DRAGGED OUT AND BEATEN
One man, 28-year-old Moses Oduor, was inside his home in the impoverished district of Obunga when police conducting house-to-house raids dragged him out of his bedroom and beat him with clubs.
"He was not out fighting them. He was rescued by my sister who lives next to him," said his brother, Charles Ochieng. "She came outside screaming at the police, asking why they are beating people."
More shooting was heard outside the hospital on Saturday morning. In Nairobi, armed police backed by water cannon moved through the rubble-strewn streets of Kibera, another pro-Odinga slum.
As with previous votes in 2007 and 2013, this year's elections have exposed the underlying ethnic tensions in the nation of 45 million people, the economic engine of East Africa and the region's main trading hub.
In particular, Odinga's Luo tribe, who hail from the west, hoped an Odinga presidency would break the Kikuyu and Kalenjin dominance of central government since independence in 1963. Kenyatta, the son of Kenya's first president, is a Kikuyu.
In Kibera, a convoy of pick-up trucks driving senior NASA officials into the slum was turned back by volleys of live police fire and tear gas, a Reuters witness said. It was not clear why the officials were going to Kibera.
Odinga loyalists fleeing from security forces in Kibera vowed to vent their rage at the seat of Kenyatta's administration in central Nairobi.
"This is just a warm-up. Tomorrow we will go to State House and they can kill us there," shouted Felix Oduor, 18, as he ran from clouds of tear gas along Kibera's railway line. "They can't kill us all," those around him shouted in response.
"THEY ARE CRIMINALS"
Interior minister Matiang'i denied accusations of brutality, saying police were merely maintaining order.
"Let us be honest - there are no demonstrations happening," he told reporters.
"Individuals or gangs that are looting shops, that want to endanger lives, that are breaking into people's businesses – those are not demonstrators.

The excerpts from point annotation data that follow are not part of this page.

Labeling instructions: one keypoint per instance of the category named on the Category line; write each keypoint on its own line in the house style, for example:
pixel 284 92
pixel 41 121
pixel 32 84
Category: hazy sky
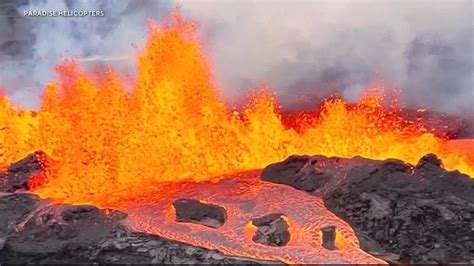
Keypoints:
pixel 301 48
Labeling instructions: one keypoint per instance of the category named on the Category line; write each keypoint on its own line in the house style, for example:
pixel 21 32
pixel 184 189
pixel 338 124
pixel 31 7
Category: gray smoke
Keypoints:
pixel 306 50
pixel 32 46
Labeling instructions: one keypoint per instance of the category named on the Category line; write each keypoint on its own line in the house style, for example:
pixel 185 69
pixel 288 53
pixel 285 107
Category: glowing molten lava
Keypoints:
pixel 108 143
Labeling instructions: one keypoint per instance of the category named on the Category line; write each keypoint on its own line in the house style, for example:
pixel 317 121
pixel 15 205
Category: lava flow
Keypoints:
pixel 113 146
pixel 107 143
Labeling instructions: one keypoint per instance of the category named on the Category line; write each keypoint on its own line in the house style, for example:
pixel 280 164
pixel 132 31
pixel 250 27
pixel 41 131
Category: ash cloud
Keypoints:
pixel 32 46
pixel 311 49
pixel 306 50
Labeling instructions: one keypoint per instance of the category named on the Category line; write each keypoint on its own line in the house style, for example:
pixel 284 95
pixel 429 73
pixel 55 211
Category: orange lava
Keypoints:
pixel 246 197
pixel 107 142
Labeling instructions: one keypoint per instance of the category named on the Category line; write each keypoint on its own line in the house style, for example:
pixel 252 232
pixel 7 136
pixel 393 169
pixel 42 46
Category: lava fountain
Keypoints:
pixel 117 147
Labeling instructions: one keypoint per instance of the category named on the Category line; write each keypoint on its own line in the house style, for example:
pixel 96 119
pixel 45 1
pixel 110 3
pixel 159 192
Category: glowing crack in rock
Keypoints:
pixel 245 197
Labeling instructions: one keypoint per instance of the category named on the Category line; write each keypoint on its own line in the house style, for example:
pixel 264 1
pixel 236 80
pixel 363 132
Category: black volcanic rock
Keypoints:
pixel 297 171
pixel 21 174
pixel 272 230
pixel 34 231
pixel 193 211
pixel 420 213
pixel 14 209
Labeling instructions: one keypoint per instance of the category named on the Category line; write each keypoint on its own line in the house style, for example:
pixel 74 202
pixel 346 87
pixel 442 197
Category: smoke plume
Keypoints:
pixel 305 50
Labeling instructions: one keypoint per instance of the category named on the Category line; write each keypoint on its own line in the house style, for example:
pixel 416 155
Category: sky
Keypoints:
pixel 305 50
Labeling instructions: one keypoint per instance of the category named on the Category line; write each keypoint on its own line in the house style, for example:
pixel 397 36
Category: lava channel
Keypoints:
pixel 246 197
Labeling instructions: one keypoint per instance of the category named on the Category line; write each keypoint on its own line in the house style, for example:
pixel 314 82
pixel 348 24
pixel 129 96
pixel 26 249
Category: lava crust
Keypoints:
pixel 408 213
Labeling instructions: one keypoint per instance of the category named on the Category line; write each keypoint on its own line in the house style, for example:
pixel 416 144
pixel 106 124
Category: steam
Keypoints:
pixel 305 50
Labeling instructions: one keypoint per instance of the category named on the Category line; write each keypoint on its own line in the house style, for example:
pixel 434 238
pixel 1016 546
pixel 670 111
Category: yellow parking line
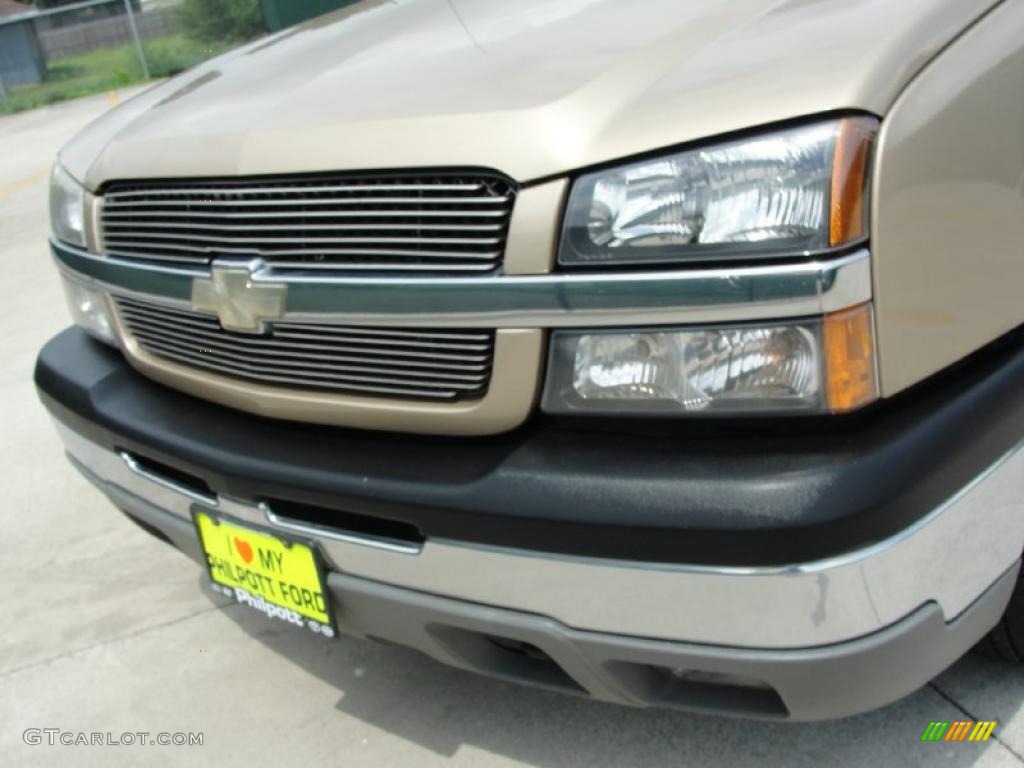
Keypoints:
pixel 24 183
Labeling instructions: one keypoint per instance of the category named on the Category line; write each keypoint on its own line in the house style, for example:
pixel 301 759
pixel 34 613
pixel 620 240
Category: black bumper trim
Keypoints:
pixel 756 494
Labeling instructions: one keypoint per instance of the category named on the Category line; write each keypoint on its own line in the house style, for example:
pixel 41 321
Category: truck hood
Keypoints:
pixel 532 88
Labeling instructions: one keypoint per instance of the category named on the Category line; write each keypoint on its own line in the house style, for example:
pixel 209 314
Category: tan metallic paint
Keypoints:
pixel 540 88
pixel 948 209
pixel 534 88
pixel 532 239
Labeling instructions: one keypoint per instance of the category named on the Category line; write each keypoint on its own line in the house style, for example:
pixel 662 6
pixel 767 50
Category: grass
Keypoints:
pixel 108 69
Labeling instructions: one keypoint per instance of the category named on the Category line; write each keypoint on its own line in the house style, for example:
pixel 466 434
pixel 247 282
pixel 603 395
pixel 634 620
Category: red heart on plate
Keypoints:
pixel 245 549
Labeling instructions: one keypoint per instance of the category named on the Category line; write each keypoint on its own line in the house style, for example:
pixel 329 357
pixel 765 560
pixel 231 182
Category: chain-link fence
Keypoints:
pixel 51 50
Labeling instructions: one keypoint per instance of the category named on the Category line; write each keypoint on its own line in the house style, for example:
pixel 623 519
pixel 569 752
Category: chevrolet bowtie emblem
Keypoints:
pixel 239 303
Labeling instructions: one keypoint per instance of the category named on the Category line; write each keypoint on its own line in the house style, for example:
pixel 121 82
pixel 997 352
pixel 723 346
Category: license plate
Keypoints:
pixel 275 576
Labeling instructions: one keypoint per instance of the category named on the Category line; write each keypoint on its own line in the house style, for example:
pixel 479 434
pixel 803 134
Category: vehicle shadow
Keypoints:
pixel 440 709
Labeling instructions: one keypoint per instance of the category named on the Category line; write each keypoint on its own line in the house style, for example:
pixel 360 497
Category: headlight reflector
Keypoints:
pixel 787 192
pixel 813 366
pixel 88 309
pixel 67 207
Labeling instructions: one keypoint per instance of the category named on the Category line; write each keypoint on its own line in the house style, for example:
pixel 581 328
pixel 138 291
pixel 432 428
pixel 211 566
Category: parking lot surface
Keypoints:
pixel 107 630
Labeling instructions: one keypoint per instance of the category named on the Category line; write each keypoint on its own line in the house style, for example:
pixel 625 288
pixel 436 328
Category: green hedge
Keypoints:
pixel 219 20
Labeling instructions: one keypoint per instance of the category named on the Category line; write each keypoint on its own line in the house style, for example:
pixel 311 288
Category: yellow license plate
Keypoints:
pixel 280 578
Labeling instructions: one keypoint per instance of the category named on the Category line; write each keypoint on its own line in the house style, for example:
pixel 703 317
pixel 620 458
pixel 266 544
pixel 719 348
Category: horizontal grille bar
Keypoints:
pixel 435 365
pixel 445 222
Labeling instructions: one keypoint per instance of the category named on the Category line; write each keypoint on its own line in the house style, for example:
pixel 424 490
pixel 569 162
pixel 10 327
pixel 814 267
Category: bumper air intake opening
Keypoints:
pixel 506 657
pixel 699 690
pixel 381 529
pixel 168 475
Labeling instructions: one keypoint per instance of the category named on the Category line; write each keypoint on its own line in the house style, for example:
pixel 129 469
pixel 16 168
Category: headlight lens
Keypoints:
pixel 67 207
pixel 816 366
pixel 788 192
pixel 88 310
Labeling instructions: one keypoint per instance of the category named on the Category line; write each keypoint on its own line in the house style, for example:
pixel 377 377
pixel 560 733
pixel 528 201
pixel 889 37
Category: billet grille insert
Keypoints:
pixel 411 364
pixel 446 222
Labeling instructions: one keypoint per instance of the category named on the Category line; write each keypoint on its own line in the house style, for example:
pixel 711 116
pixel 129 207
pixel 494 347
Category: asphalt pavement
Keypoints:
pixel 105 630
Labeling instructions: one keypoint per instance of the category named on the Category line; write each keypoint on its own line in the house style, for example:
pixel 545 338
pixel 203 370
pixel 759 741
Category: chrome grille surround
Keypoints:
pixel 440 222
pixel 413 364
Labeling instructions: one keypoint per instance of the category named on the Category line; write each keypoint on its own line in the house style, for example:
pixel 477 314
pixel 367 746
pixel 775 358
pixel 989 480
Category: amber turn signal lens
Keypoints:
pixel 848 213
pixel 851 379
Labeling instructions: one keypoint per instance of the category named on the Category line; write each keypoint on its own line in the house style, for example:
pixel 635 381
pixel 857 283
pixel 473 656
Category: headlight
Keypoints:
pixel 784 193
pixel 88 310
pixel 67 207
pixel 816 366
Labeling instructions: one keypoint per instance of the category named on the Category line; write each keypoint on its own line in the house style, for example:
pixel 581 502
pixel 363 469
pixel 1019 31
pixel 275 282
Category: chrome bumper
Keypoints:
pixel 948 558
pixel 806 642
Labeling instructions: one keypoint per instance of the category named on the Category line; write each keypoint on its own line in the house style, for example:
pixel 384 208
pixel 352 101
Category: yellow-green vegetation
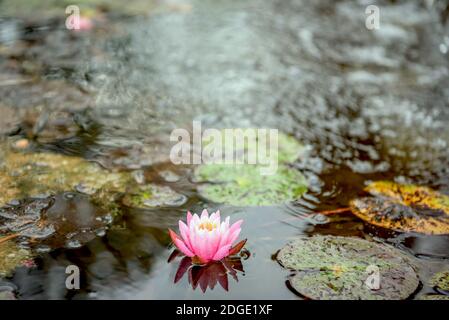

They are criminals, and we expect police to deal with criminals how criminals should be dealt with."
Even before the declaration, Odinga's NASA coalition had rejected the outcome, saying the election commission's systems had been hacked, the count was irregular and foreign observers who endorsed the poll and the count were biased.
NASA provided no evidence for any of its accusations but singled out former U.S. secretary of state John Kerry and former South African president Thabo Mbeki - who both led teams of election observers - for criticism.
Top Odinga lieutenant James Orengo said NASA would not challenge the results in court - as Odinga did when he lost in 2013 - but hinted at mass action by praising the history of Kenyans in standing up to previous "stolen" elections.
"Going to court is not an option. We have been there before," Orengo told reporters.
In addition to the thumbs-up from foreign monitors, Kenya's ELOG domestic observation group, which had 8,300 agents on the ground, published a parallel vote tally on Saturday that conformed with the official results.
ELOG's projected outcome put Kenyatta on 54 percent with a 1.9 percent error margin - compared to an official tally of 54.3 percent.
"We did not find anything deliberately manipulated," ELOG chairwoman Regina Opondo said.